1 which appears by drilling or in another appropriate way, for

for example by water cutting, laser etc., a number of mutually adjacent, vertical holes 2 are formed in the bedrock F. The holes 2 are preferably formed by full profile drilling, where the drill holes are approximately tangent to each other or alternatively overlap each other as indicated by 2' in fig. 2. In the first case, the rock mass 3 between the boreholes 2 must be removed in order to achieve a continuous recess or recess 4 in the bedrock F, while the second way of placing boreholes 2' requires several boreholes 2' to provide the same cylindrical formation 1, but then there is no need to remove intermediate rock masses 3.

The geometric design of the formation 1 will preferably be a closed curve which can be circular as shown in fig. 2, elliptical, or have other shapes such as triangle, square or other polygon or other shape adapted to the construction the foundation is to support.

When a continuous recess 4 with a massive remaining central part 5 consisting of rock has been provided, a foundation can be placed for embedment. The foundation in the embodiment according to fig. 1 consists of a platform 6 with a suitable geometric shape in the horizontal plane, for example circular. Its size in relation to the formation 1 may vary. The platform 6 is equipped with a number of support columns 7, so that the columns 7 collectively form a shape that fits the assigned formation 1, for example in the form of a circle that fits the exemplified cylindrical formation 1. One can imagine a column 7 per borehole 2, 2' or fewer or more columns 7.

The column's 7 cross-sections can have different shapes such as cylindrical, triangular and polygonal, etc. Preferably, the columns 7 will consist of thick-walled, cylindrical steel tubes.

The thickness or width of the recess 4, which will normally be substantially equal to the diameter of the drill holes 2, 2', will preferably be at least two and normally approx. three times the columns' 7 maximum transverse dimensions.

When platform 6 with columns 7 has been set down in the recess 4, concrete B or other appropriate hardening mass is filled in the recess 4 around the columns 7, so that these are anchored to the bedrock. To increase the anchoring force, knee forms 8 can be arranged on the columns 7. To further increase the anchoring, from the recess 4, a stay 9 can be drilled down and anchored to the bedrock as shown in fig. 1.

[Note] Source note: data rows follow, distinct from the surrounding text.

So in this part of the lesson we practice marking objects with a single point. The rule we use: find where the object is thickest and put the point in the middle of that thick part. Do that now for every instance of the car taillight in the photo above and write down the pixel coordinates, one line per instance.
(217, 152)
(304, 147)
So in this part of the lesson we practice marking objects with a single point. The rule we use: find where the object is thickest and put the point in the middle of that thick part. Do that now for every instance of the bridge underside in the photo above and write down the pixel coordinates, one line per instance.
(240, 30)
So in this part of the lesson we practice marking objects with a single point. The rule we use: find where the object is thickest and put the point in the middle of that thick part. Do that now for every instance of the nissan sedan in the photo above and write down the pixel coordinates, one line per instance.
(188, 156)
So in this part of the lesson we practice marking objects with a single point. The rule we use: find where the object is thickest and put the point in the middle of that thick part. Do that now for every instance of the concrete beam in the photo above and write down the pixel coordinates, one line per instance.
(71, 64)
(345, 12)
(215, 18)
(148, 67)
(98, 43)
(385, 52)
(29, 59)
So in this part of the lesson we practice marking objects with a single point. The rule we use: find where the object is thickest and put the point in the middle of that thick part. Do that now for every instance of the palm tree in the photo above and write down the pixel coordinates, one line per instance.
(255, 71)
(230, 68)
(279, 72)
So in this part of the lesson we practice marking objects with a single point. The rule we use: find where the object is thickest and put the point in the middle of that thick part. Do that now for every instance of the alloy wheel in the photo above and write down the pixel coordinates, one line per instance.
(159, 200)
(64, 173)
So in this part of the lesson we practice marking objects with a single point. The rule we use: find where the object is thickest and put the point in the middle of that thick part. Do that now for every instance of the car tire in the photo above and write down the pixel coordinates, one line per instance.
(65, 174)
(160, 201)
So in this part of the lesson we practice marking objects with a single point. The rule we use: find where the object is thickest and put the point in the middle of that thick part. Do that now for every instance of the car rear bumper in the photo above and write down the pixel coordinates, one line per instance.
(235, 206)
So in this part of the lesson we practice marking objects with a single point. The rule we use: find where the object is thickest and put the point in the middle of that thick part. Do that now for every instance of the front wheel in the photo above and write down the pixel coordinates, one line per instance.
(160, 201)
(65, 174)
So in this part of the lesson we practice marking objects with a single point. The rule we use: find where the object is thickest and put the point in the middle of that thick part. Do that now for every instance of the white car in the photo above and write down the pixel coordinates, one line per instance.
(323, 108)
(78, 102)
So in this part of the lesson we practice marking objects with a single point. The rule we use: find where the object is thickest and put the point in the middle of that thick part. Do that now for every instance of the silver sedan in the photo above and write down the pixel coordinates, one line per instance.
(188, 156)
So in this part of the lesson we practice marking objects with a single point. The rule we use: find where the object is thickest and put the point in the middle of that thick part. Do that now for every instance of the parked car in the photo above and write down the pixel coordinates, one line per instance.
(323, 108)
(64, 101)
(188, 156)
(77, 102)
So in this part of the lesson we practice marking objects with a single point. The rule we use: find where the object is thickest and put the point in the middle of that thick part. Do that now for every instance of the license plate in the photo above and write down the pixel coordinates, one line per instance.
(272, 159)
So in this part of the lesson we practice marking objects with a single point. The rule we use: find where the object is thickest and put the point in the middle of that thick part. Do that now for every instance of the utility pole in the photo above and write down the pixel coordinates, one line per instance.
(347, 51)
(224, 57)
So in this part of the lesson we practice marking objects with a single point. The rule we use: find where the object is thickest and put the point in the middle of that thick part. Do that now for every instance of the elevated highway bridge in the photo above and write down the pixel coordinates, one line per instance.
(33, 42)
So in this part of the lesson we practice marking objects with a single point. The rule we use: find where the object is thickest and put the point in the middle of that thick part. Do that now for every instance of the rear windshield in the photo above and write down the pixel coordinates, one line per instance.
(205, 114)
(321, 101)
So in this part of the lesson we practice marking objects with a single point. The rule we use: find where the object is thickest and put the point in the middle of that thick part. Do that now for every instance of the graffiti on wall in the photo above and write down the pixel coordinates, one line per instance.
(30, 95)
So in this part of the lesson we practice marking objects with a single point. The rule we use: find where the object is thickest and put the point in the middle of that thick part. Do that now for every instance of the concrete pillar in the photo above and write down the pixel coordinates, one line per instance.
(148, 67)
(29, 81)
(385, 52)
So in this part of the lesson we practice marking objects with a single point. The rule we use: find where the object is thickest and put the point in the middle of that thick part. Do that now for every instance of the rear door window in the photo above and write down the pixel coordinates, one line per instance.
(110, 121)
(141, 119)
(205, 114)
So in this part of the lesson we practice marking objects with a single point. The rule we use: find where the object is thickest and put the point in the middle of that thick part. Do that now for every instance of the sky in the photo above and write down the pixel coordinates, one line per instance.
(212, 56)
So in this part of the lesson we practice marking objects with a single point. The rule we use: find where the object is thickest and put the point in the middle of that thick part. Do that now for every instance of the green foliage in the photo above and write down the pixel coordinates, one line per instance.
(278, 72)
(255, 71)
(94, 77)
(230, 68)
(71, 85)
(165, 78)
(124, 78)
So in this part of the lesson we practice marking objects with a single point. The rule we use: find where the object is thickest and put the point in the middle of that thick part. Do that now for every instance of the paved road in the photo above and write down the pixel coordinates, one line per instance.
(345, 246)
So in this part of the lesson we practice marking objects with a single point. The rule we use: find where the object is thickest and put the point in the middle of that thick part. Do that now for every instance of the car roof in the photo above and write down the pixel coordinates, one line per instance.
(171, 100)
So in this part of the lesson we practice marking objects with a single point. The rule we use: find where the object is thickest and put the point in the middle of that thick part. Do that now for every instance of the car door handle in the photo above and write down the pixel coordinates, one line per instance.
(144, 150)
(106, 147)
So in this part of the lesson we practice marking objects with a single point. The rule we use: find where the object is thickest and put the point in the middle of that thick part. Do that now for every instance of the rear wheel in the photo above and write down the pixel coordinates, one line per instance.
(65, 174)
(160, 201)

An alternative solution as shown in fig. 3, is that the foundation consists of a single, cylindrical or otherwise appropriately designed pipe 11 with a diameter approximately equal to the circular formation's 1 mean diameter. The pipe 11 is placed in the continuous recess or recess 4 which the drill holes 2, 2' form. The pipe 11 does not need to have a platform as a mast 10 for the wind turbine can be attached directly to the top of the pipe 11 which comes above the ground. The mast 10 is then tubular so that it fits against the pipe 11. The fastening technique will be as described above.

Although the invention as described above is primarily intended for use in connection with foundations for wind turbines, it can of course also be used in connection with foundations for other constructions.

Claims (4)

1. Procedure for fixing a foundation to bedrock, where a recess (4) is formed in the bedrock that forms a geometric formation (1) adapted to the foundation, and where at least parts (7, 11) of the foundation are placed and embedded in the recess (4), characterized in that for the design of the recess (4) a number of closely spaced or overlapping drill holes (2, 2') are drilled. 2. Method according to claim 1, characterized in that the geometric formation (1) is designed as a closed curve, e.g. circular, elliptical or polygonal. 3. Device for use when fixing a foundation to bedrock, comprising an anchoring part (7, 11) formed as part of the foundation designed to be placed and embedded in a formation formed in advance in the bedrock (F) consisting of a recess (4), adapted to the shape of the anchoring part (7,11), characterized in that the anchoring part is in the form of a single tube (11). 4. Device according to claim 3, characterized in that the anchoring part is equipped with anchoring strengthening elements (8, 9) in the form of knee forms (8) and/or struts (9).